Blue Mound Golf & Country Club
- 43°04′03″N 88°02′28″W﻿ / ﻿43.0675°N 88.041°W

Club information
- Location: Wauwatosa, Wisconsin, U.S.
- Elevation: 700 feet (215 m)
- Established: 1926; 100 years ago
- Type: Private
- Total holes: 18
- Website: bluemoundgcc.com
- Designed by: Seth Raynor
- Par: 70
- Length: 6,672 yards (6,101 m)
- Course rating: 72.0
- Slope rating: 131

= Blue Mound Golf & Country Club =

Country club in Wauwatosa, Wisconsin

Blue Mound Golf & Country Club is a country club in the north central United States, located in Wauwatosa, Wisconsin, a suburb west of Milwaukee. The golf course was designed by Seth Raynor.
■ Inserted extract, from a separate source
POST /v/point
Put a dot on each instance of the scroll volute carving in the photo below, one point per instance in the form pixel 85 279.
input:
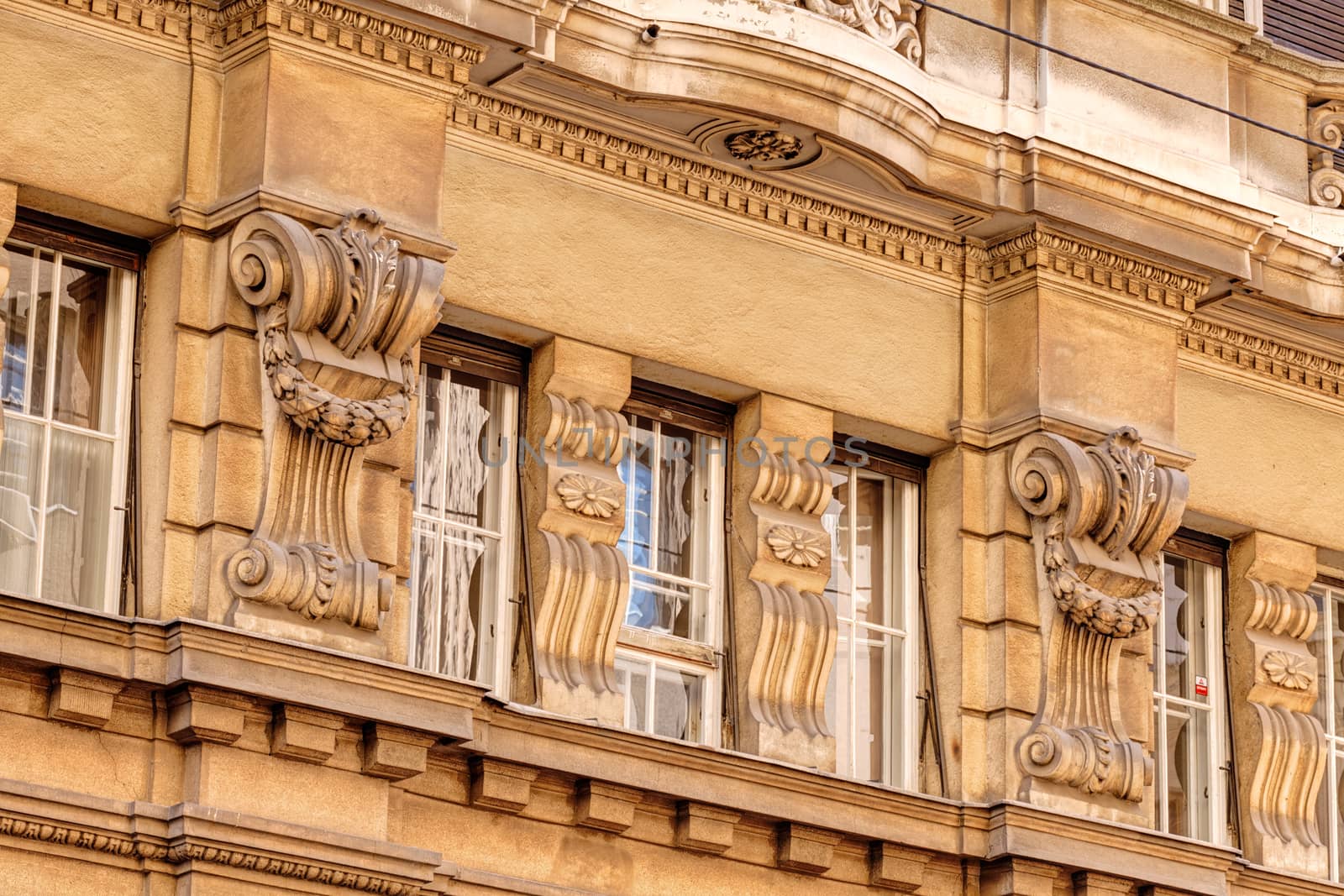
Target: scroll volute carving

The club hosted the PGA Championship in 1933, the Western Open in 1916, and the Women's Western Open in 1940, where Babe Zaharias defeated Mrs. Russell Mann in the 36-hole final of match play, 5 and 4. In the late 1990s, the course was restored by Tom Doak's Renaissance Design under the supervision of architect Bruce Hepner.

Blue Mound hosted the 2010 Western Junior, won by Patrick Rogers. It was also the second course for the first two rounds of the U.S. Amateur in 2011; the primary venue was Erin Hills, site of the U.S. Open in 2017.